Now, that’s not to say all Presidents have respected the Constitution, or this bedrock principle going back nearly a millennium.

For instance, the increasingly infamous Andrew Jackson reversed prior presidents’ tradition of executive deference to legislative supremacy, earning himself the epithet “King Andrew.”

The racist Woodrow Wilson, a critic of the congressional government, explicitly argued Congress should delegate its legislative powers to the executive branch.

In more recent times, “I’ve got a pen, and I’ve got a phone,” was the leading mantra, with Barack Obama lashing out in reaction to the American people overwhelmingly rejecting at the ballot box his first two years in office. Subsequently, he went on to unilaterally give legal status to illegal aliens after previously saying on 22 occasions that he did not have that power.

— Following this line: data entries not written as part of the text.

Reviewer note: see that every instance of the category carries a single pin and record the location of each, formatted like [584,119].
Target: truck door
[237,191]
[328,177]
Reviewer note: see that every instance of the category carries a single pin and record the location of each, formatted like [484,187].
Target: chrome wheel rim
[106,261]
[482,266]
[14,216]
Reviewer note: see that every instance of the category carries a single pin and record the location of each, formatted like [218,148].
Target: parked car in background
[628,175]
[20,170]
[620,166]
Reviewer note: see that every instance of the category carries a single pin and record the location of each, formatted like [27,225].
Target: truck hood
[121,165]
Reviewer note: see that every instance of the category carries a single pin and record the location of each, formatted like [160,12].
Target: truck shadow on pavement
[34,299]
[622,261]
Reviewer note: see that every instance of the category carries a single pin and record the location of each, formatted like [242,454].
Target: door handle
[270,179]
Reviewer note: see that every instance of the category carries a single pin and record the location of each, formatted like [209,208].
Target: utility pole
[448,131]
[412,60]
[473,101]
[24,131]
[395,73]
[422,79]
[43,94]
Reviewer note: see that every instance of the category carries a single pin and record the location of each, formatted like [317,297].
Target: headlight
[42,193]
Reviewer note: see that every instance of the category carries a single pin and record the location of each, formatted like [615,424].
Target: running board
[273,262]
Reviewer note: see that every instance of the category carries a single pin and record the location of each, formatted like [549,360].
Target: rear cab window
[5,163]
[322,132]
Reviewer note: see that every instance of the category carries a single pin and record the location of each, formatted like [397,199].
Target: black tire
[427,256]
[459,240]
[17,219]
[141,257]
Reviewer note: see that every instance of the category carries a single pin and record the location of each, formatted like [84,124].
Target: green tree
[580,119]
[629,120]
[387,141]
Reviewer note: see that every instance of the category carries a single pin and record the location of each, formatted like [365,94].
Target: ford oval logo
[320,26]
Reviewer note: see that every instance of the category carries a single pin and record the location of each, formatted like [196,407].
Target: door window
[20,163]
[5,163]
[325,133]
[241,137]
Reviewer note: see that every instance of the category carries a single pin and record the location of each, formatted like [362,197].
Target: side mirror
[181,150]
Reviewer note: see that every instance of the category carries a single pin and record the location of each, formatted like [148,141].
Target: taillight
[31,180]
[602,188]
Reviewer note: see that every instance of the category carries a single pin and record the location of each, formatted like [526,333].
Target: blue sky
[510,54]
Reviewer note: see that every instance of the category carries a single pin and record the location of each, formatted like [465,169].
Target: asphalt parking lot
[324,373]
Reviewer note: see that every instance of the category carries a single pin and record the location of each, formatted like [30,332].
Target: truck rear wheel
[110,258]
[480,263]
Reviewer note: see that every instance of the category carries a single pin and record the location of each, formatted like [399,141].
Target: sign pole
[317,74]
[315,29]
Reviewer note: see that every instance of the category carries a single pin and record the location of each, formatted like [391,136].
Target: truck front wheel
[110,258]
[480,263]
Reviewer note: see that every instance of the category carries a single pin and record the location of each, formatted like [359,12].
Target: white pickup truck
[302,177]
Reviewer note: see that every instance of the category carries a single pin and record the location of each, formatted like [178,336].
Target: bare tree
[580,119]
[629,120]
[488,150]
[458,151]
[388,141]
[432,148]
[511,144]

Additionally, it’s not always the Democrats in the White House that are going beyond the bounds of the law, though sometimes it seems that way.

For his part, President Trump banned bump stocks by executive action, clearing the way for Biden’s even more aggressive attacks on the Second Amendment, including the ban on pistol braces.

Gun Owners of America is fighting this abuse of power, and thankfully, a federal judge in Texas granted us and our members relief the evening before the rule took effect (June 1st).

In Congress, GOA has been urging the leadership to bring up for a vote H.J. Res. 44, which uses Congress’s authority under the Congressional Review Act (CRA) to nullify executive overreach.

Thankfully, a vote this week has finally been scheduled, but the fact that House Speaker Kevin McCarthy refused to hold a vote for weeks – and even allegedly tried to trade votes on the debt bill in exchange for moving this resolution – validates the concerns the block of conservative Republicans had back in January when they refused to coronate him as the new leader.

We are, of course, not naïve enough to think that politicians on the national scene respect the Constitution or their oath to defend it.

But if sacrificing the Constitution and the Separation of Powers on the altar of gun control isn’t enough to get every member of Congress to oppose the Biden rule, the Left should remember that this is a two-edged sword.

Biden’s party would do well to recall Donald Trump funding his “big, beautiful wall” by unilaterally reallocating military construction funds, after which Democrats sued him for violating Congressional control over the nation’s purse strings.

Democrats would also do well to remember their former Senate Majority Leader Harry Reid, who first pressed the red button on the “nuclear option” to force through federal judges — ultimately clearing the way for Republicans to gain six votes on the Supreme Court using the same tactic, leading to the overturning of Roe v. Wade.

After all, if King Biden can create crimes, so can President Trump or DeSantis. How about a 10-year prison sentence for surgically removing a child’s sex organs? How about making it a crime to force parents to vaccinate kids? How about imprisoning prosecutors for setting violent murderers free to murder again? How about federal sentences for teachers exposing preschoolers to porn?

How about putting federal officials in prison for confiscating firearms?

Ultimately, Biden’s pistol brace ban isn’t just about guns. It’s about the rule of law.